Michal Boncza Ozdowski is a cartoonist with a difference. In a freewheeling chat with him PREMA MANMADHAN finds out that cartoons can be used on as diverse subjects like climate change
Say cartoons and what do you visualise? A politician occupying prime space with some text, maybe, or another hero of the moment/villain of the piece amidst a topical issue, full of satire. Full stop. That cartoons can be used for diverse other purposes like educating the masses on climate change, familiarising workers with their rights and policies, is news to us. That's what Michal Boncza Ozdowski, trustee, Ken Sprague Fund, UK, has been doing for the last many years.
This cartoon expert was here in the city for a workshop for cartoonists, cartoons on climate change, on the history of cartoons and caricature in Britain, where he is based now, and on the importance of the cartoon as a universal medium. Ken Sprague Fund, with the British Council had organised an international cartoon contest on climate change last year. An exhibition of the best entries is up on show at the Press Club till March 6.
“I am surprised at the number of women who are interested in cartooning in India.
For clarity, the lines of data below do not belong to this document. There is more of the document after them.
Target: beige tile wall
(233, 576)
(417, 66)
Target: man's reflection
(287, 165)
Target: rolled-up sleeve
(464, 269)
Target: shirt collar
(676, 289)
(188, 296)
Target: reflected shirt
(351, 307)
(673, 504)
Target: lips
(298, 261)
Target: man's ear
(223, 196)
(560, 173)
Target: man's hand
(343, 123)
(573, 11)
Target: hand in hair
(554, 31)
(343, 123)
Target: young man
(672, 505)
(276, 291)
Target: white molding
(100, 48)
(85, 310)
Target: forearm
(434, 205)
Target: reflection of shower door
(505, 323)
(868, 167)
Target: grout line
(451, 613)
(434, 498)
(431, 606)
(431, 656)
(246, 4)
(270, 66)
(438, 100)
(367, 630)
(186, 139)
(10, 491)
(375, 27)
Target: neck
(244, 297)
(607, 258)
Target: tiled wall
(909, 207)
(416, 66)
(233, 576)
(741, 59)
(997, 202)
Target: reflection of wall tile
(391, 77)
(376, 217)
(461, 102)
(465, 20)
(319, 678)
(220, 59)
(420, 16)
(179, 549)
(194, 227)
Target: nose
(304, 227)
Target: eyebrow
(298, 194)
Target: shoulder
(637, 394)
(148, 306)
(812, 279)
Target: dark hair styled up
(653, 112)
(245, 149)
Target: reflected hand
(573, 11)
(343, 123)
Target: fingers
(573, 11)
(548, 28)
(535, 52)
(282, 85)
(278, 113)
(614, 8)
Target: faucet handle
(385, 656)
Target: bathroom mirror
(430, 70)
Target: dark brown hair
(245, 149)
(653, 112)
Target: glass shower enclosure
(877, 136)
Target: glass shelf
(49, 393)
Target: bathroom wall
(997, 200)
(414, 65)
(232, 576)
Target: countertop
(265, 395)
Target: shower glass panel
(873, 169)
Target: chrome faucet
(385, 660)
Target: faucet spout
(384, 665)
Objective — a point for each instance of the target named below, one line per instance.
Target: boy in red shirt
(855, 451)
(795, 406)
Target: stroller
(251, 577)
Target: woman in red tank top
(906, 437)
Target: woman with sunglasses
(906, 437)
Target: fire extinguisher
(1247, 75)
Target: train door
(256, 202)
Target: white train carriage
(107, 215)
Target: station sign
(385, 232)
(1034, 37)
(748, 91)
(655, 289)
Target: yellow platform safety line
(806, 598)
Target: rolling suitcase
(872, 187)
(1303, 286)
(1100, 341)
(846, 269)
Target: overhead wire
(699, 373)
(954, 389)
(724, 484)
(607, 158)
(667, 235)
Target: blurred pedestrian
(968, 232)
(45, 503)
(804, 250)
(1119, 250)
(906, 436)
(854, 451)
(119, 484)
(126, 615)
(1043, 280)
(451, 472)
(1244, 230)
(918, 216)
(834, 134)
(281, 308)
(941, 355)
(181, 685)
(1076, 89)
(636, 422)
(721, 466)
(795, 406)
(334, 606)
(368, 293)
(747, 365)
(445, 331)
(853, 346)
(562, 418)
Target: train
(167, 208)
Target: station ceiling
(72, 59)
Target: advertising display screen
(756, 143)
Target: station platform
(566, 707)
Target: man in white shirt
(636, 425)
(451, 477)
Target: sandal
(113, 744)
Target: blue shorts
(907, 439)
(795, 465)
There are a few women among the prize-winners,” says Michal, during a break at the Bharat Hotel, where the workshop took place.
Cartoons can have more lasting impressions than words in most issues, climate change included. Reason: simpler to comprehend, the wider the spread of the message. And when there is a contest, thoughts are exchanged; the message is clear and the reach wider. That is the aim. We may wonder how such a serious subject can be cartoon material. Here is how. A polar bear with its little one atop its back is balancing on a piece of ice, with a few other pieces of ice floating here and there with a placard that's been put up, saying, ‘Ballet classes, contact 9900000009! Is there a better way to paint a global warming scenario?
Michal's workshop introduced many political cartoons as well as climate change cartoons to the participants. In UK, not many cartoonists are attached to newspapers. Most of them are freelance cartoonists, he says. The era when high brow cartoons that nobody understood were published is gone. “Today, the language is that of the masses and unless the common man understands it, its purpose is lost,” says Michal, who has never worked in the commercial sector at all. A socialist at heart, his talents have so far put to use for union activities and the spread of awareness regarding climate change, which is close to his heart. He translates union policies into simple cartoon strips and graphic novels so that even the uneducated can understand it. Language is no bar. He has a group of people helping him. The figures are drawn and speech bubbles are there into which any language can be written. So, many people speaking different languages can understand the policies better. Wading through almost incomprehensible jargon is beyond common workers and usually they have to rely on others to know their rights.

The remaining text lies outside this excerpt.